Libertad sin ira libertad

Tengo la sensación, que quizá sea meramente personal, de que desde el lenguaje documental ha comenzado a mutar y a desarrollarse en manos de una generación entusiasmada con él, en gran parte a base de emborronar cada vez más sus límites respecto a la ficción, al mismo tiempo también ha ido olvidándose cada vez más de fijarse en el pasado. Se mira (y se admira) a documentalistas orientales como Jia Zhang-ke, Wang Bing o Rithy Panh por su forma de examinar la realidad de su entorno, surgida de una urgente necesidad social de analizar su propia sociedad —porque, en general, todos ellos viven en culturas restrictivas y coartantes, en las que se ha ignorado de forma flagrante los derechos humanos de la población—, y se intenta asimilar a una realidad, la española, en realidad, todavía aburguesada, y que sólo ahora empieza a mostrar tímidos signos de empezar a despertarse merced a la crisis. Así, como ocurre con una parte de la cinefilia joven, ésa que prefiere leer a Adrian Martin y a Jonathan Rosenbaum que a André Bazin y a Robin Wood, se ignora el pasado —¿para qué ver cine mudo, con lo aburrido que es ver a unos tipos gesticulando con música de organillo de fondo?— y sólo se mira al presente y, en todo caso, se fabula con el futuro del cine, de la crítica y de otras cuestiones presuntamente morales.

 

Por eso mismo resulta refrescante, incluso sorprendente, encontrarse con un documental como La maleta mexicana (2011), que no sólo se atreve a mirar al pasado de nuestro país, y más concretamente a un conflicto tan peliagudo como la Guerra Civil, sino que además lo hace con unas formas muy clásicas, que habrá quien califique de televisivas o conservadoras —bustos parlantes, imágenes de archivo, voz en off…—, pero que en este caso funcionan, y muy bien, ya que transmiten con eficacia todo el dolor y la emotividad de sus testimonios humanos. Además, el hecho de que su directora, Trisha Ziff, sea mexicana, sirve no sólo para que ésta aporte una perspectiva distinta a un conflicto que, al menos en España, tiende a tratarse en demasiadas ocasiones desde el tópico —películas como Pan negro (Pa negre; Agustí Villaronga, 2010) demuestran que el problema no es que haya muchas películas sobre la Guerra Civil, sino que siempre se hace la misma—. También para que, a través de testimonios de expertos y estudiosos foráneos, se nos evidencie uno de los mayores absurdos propugnados por nuestros políticos: esa obsesión por pasar página, por echar tierra sobre un enfrentamiento cuyas heridas, a poco que se profundice, es obvio que siguen abiertas. ¿O hace falta recordar que hasta hace poco más de un año no se retiró la última estatua ecuestre de Francisco Franco que todavía se conservaba en Melilla? ¿O que el Valle de los Caídos, con todo lo que semejante mamotreto significa, sigue en pie en San Lorenzo de El Escorial?
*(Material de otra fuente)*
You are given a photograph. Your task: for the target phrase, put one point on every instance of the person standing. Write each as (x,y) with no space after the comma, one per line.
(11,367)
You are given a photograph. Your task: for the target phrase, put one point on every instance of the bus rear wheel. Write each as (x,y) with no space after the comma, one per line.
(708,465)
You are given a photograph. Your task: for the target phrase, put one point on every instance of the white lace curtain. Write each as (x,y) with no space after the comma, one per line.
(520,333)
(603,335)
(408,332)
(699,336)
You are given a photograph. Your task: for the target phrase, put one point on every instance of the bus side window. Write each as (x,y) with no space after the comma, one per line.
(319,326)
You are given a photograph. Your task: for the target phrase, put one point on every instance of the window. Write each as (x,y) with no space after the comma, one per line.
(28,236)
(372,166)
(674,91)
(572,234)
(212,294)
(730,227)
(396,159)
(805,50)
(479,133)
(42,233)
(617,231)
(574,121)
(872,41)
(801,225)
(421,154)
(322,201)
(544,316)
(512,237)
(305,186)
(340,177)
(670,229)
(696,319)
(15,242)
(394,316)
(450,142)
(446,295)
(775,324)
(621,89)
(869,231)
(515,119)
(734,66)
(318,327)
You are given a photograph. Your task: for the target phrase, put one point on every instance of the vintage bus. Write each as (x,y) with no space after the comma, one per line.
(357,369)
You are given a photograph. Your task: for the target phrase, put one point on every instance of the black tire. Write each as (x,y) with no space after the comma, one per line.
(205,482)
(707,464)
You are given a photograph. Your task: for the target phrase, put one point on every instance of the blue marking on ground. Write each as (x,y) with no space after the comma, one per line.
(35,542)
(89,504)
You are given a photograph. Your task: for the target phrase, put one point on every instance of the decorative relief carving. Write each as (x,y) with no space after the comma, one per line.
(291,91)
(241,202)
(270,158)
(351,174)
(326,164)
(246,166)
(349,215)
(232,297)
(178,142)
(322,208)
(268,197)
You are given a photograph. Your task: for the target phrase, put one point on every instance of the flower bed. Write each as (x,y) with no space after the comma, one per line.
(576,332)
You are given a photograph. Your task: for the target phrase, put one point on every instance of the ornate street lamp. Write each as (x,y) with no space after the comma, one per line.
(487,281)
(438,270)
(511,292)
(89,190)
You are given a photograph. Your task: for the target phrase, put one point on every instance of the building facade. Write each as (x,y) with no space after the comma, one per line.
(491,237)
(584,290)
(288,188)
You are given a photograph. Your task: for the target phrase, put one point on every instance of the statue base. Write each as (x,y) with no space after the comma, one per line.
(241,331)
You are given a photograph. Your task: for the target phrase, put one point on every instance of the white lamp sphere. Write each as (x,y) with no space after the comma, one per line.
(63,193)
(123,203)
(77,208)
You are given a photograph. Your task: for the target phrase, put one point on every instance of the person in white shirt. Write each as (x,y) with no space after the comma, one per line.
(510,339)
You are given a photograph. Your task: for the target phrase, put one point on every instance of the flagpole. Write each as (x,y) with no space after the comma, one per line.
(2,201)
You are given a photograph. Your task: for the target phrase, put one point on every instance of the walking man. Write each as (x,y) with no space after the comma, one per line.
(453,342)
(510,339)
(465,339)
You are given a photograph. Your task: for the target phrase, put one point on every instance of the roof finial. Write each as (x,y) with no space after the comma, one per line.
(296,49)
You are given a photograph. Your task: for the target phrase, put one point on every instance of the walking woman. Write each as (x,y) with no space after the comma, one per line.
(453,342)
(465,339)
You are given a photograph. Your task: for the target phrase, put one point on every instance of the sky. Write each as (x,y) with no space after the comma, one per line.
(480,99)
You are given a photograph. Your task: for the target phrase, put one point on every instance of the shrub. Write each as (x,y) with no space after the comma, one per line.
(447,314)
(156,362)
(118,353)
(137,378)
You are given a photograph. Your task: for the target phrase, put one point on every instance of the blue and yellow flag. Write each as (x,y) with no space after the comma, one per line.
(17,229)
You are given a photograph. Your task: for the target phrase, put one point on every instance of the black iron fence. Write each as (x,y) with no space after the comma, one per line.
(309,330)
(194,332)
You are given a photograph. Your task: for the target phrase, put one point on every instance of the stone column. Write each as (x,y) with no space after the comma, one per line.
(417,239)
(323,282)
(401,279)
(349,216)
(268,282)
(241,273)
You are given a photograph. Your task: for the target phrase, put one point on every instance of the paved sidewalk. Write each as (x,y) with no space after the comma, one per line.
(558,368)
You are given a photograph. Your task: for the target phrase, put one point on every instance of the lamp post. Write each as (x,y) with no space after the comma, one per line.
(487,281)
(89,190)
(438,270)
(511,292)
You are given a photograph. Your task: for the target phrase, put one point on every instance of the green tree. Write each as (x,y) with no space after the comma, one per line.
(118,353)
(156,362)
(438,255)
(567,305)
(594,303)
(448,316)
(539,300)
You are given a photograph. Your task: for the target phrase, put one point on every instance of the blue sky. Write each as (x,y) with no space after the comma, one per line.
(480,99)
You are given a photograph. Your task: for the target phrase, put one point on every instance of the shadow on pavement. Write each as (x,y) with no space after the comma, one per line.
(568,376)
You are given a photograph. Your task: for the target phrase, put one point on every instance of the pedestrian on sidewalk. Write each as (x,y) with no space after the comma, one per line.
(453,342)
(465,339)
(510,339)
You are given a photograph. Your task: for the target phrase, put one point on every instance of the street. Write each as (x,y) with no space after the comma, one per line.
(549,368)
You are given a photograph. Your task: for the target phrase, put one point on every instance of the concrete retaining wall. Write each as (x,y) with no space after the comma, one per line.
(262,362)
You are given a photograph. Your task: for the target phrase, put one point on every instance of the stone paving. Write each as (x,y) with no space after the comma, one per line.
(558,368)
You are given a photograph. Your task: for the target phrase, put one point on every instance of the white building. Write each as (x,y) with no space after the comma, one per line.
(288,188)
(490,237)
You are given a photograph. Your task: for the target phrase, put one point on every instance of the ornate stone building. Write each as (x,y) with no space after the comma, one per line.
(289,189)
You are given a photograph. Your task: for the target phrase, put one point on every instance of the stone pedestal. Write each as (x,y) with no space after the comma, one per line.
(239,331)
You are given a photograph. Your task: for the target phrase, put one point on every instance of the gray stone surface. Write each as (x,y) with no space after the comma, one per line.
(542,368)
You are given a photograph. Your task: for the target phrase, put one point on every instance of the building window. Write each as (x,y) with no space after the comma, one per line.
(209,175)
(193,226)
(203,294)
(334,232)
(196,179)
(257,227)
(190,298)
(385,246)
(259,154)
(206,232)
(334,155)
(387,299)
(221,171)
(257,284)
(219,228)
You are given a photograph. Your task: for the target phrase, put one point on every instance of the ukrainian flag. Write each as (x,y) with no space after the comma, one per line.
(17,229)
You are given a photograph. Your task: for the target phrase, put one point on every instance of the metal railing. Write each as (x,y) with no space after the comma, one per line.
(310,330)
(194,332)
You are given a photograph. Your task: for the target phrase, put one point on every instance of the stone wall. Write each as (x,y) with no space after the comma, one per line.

La genuina reacción de sorpresa por parte de los entrevistados por Ziff hacia ese esfuerzo consciente por obviar el enfrentamiento entre nacionales y republicanos debería hacernos ver que, en una sociedad sana, recordar los errores de nuestro pasado histórico, hacernos conscientes de las losas que forjaron nuestros antepasados —por eso Alemania convirtió los campos de concentración nazis en museos, y los estadounidenses tienen como tradición representar escenas de su Guerra de Secesión— se convierte en un ejercicio indispensable. ¿Cómo vamos a superar esa obsesión por el bipartidismo, si todavía pensamos en términos de rojos y azules?

Pero, más allá de todo ello, La maleta mexicana es también una reivindicación, sobre todo gracias a la aparición del espléndido trabajo de fotógrafos de guerra de la talla de Robert Capa, David Chim Seymour y Gerda Taro —es el hallazgo en México de tres cajas con 4.500 negativos inéditos de todos ellos lo que ha provocado el rodaje de este proyecto—, del valor documental, de la fuerza expresiva que tiene la imagen, y de su capacidad para transmitir el aroma, la realidad de una época, a veces incluso sin pretenderlo. De la misma manera que las comedias franquistas de las que se nutre Cine de barrio suponen, vistas desde hoy, un curiosísimo retrato de la mojigata España de la época, a veces lo más expresivo de las instantáneas de Capa y sus colaboradores no reside tanto en su atrevimiento a la hora de acercarse al campo de batalla, a su capacidad para infiltrarse en lo más violento del conflicto bélico, como en los resquicios naturalistas que se cuelan en sus imágenes, esos pedazos de realidad que se atisban en el rostro de los combatientes, en su ropa o incluso en los entornos en los que se mueven.